De nombreux groupes de personnes militent pourtant. Se posent des questions, essaient de trouver des alternatives, de créer des modèles de vivre-ensemble qui seraient moins menaçants pour notre terre. Il y a ceux qui s’opposent farouchement à l’extractivisme, aux oléoducs, à la déforestation, ceux qui prônent la décroissance, ceux qui dénoncent les multinationales et les vicissitudes des traités de libre-échanges, etc. Il y a aussi des citoyens qui, à l’intérieur de leur vie quotidienne, tentent d’apprivoiser une nouvelle façon de vivre : ils s’abonnent aux «paniers bios», à l’autopartage, ils visent le «Zéro-déchets», s’initient à l’agriculture potagère sans pesticide, diminuent leur consommation de viande, leurs déplacements en avion, etc.

Et plusieurs, parmi ces citoyens éveillés, participent à des colloques dans l’espoir de trouver avec d’autres des nouvelles pistes de solutions.

Préparer la société à l’après-capitalisme?

image_transition.png La conférence «La Grande Transition» rassemblait 300 intervenants de 12 pays répartis dans plus de 120 ateliers, dans le centre-ville de Montréal. Le titre de l’événement était prometteur et rassembleur. Nous étions nombreux à être intéressés par «La Grande Transition» proposée par les Nouveaux cahiers du Socialisme et Historical Materialism.

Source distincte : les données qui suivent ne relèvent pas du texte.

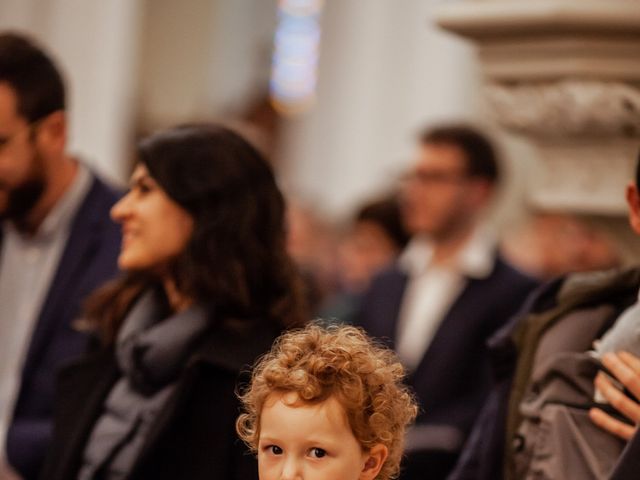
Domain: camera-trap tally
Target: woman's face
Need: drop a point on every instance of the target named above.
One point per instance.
(155, 229)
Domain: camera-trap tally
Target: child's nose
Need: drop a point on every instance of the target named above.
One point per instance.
(292, 469)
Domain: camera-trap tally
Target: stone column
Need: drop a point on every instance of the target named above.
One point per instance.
(566, 75)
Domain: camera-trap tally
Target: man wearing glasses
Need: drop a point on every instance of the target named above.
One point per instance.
(448, 293)
(57, 244)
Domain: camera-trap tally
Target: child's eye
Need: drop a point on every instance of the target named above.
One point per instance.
(276, 450)
(317, 452)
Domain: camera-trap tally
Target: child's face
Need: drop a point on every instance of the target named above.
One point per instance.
(301, 441)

Le terme «transition» est très à la mode actuellement. On peut relever au moins une centaine d’organismes de toutes sortes et d’idéologies différentes qui ont mis ce mot en évidence dans leur appellation, sans mentionner les nombreux colloques. Tous en transition, mais pas nécessairement la même pour tous! Pourtant, la transition c’est tout simplement le mouvement d’un état à un autre. Être en transition fait partie d’un processus normal et universel. Mais plus l’évolution menace l’humain, plus elle inquiète et plus on veut la nommer et la qualifier, – écologique, énergétique, environnementale, économique, politique, etc.- Mais en fait, le qualificatif qui la décrit le mieux n’est-il pas «obligée»? Tous les êtres vivants sur terre ne sont-ils pas en transition forcée?

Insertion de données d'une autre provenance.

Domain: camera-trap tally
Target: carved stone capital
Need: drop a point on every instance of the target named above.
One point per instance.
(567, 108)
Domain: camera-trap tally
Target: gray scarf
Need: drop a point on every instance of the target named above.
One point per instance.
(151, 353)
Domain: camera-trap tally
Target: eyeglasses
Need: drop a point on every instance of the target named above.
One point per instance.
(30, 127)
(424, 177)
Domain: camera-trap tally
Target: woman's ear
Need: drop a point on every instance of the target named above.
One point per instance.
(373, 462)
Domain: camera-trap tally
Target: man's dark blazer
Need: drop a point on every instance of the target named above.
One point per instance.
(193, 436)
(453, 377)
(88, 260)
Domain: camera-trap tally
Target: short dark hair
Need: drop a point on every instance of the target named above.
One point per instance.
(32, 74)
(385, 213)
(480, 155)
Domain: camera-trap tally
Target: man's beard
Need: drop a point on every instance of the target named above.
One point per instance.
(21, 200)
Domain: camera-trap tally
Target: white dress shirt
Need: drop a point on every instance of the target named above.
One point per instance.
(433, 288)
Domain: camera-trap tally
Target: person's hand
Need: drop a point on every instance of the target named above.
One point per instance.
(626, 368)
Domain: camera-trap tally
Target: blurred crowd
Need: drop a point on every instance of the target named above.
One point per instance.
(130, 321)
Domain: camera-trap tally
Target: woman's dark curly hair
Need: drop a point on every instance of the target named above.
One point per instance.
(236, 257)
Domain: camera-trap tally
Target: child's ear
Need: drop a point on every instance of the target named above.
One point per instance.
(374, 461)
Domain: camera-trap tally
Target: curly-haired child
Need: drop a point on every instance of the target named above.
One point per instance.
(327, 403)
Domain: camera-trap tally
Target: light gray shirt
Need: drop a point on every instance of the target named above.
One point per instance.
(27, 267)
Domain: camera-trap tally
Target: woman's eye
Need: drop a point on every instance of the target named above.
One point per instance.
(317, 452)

Dans ce colloque dit de «La Grande Transition», de nombreux penseurs et chercheurs se sont succédé sur les panels, avec une vision critique et pertinente de notre système néolibéral. Cela fait plus d’un siècle que le capitalisme est dénoncé et ceci bien avant les urgences climatiques. Avec ces nouvelles données, on le rend – à juste titre – responsable de la dégradation de notre habitat à l’échelle mondiale. Mais ce cadre analytique – même en évolution – diminue-t-il ou accroît-il le sentiment d’impuissance face à l’ampleur de la tâche?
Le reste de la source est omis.